2 Aprile, mercoledì.

Spartana colazione e aereoporto. Salutato Mohamed e fatte le prassi di imbarco. Incontrato Riccardo con altri aneddoti al seguito e comprata con gli ultimi “spiccioli” una musicassetta araba (carina) sebbene abbia Brook Shield sulla facciata. Riccardo ha detto che al funduk di Manakha ha ballato lui, cantando le canzoni di Jovanotti. L’imbarco è avvenuto alle 8.30 circa, in un bell’aereo Yemenia. Genna ha fatto l’ultima sua ripresa alle mani dipinte di una ragazza velata, col volto scoperto però. Viaggio tranquillo, di chiacchiere, mangiate e risate. Un gruppo di pazzi volevano andare in Sudan e si erano stizziti perchè avevano dichiarato lo stato di guerra senza il loro permesso, …Quando si dice alle volte! Arrivati a Fiumicino ci siamo salutati tutti, tranne Riccardo perchè viaggiando con solo il bagaglio a mano non l’abbiamo più visto. Comunque noi quattro siamo rimaste insieme ancora un pò, fino alla navetta per Roma. Abbiamo salutato la simpaticissima Genna che avrebbe dovuto prendere un altro aereo per Alghero, ma alle ore 18, campa cavallo! Con Paola abbiamo avuto la fortuna di restare insieme fino alla stazione di Roma Termini. Ci ha anche aiutate, tenendoci le valige, a fare “al volo” il biglietto e a telefonare al babbo per dirgli l’orario del treno per Arezzo. Peccato che ci siamo dovute salutare troppo in fretta e non era una formalità quando ci siamo dette che “è stato un vero piacere!”. Restiamo quindi solo io e Patrizia, ancora con mille commenti da fare sul viaggio, quasi un sommario di quello che ci è più piaciuto.

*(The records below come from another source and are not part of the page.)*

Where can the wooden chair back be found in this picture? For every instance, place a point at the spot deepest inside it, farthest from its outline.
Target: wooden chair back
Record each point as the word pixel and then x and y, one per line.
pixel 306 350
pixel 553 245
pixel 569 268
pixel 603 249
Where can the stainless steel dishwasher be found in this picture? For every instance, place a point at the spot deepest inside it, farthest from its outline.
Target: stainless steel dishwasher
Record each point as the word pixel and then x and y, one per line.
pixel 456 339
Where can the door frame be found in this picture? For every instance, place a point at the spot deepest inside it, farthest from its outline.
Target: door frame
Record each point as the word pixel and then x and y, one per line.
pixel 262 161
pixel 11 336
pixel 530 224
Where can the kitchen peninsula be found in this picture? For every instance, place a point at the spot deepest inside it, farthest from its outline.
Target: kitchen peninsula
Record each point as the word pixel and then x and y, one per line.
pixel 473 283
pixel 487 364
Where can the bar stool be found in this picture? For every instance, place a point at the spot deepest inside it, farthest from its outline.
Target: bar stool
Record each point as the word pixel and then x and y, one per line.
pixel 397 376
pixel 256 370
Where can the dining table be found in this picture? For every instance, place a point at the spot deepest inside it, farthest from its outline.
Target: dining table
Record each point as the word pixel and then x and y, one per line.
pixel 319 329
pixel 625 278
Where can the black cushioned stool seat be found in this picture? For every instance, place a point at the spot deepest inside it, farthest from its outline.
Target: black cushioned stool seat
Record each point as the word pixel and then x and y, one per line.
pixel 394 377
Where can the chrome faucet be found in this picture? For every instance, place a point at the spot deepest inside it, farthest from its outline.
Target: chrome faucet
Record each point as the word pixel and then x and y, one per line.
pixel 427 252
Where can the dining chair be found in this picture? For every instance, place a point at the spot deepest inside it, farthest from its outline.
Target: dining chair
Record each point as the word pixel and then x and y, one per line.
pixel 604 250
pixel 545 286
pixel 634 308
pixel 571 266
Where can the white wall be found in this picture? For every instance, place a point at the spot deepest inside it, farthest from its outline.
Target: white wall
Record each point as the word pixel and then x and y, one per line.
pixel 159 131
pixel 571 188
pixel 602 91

Siamo arrivate ad Arezzo cotte dalla stanchezza. Giulio, l’mì babbo, è arrivato dopo pochi minuti e le poche energie sono servite per fare il riassunto del riassunto. Patrizia è poi voluta tornare a Rimini senza fermarsi, temeva che se si fosse rilassata non sarebbe potuta ripartire. Ci siamo risentite per telefono quando è arrivata a casa. Comunque il viaggio ormai è finito proprio per tutti, anche Genna ora sarà a casa sua. Non ci resta che goderci le foto e spedirne le copie agli amici per avere l’occasione di non dimenticarci dal 3 Aprile. N.B.: sono abbronzata…, hanno un bel colore caraibico sia il viso che il braccio sinistro…E BASTA! Sono stata benissimo! Franci 10/4/97 Oggi è il 28/06/02…Per me è stato un bel viaggio, spero che possa essere stato di qualche interesse anche a chi non era con me. Mi scuso per le mie ingenuità ma rimaneggiarlo, oggi, avrebbe voluto dire renderlo meno vero.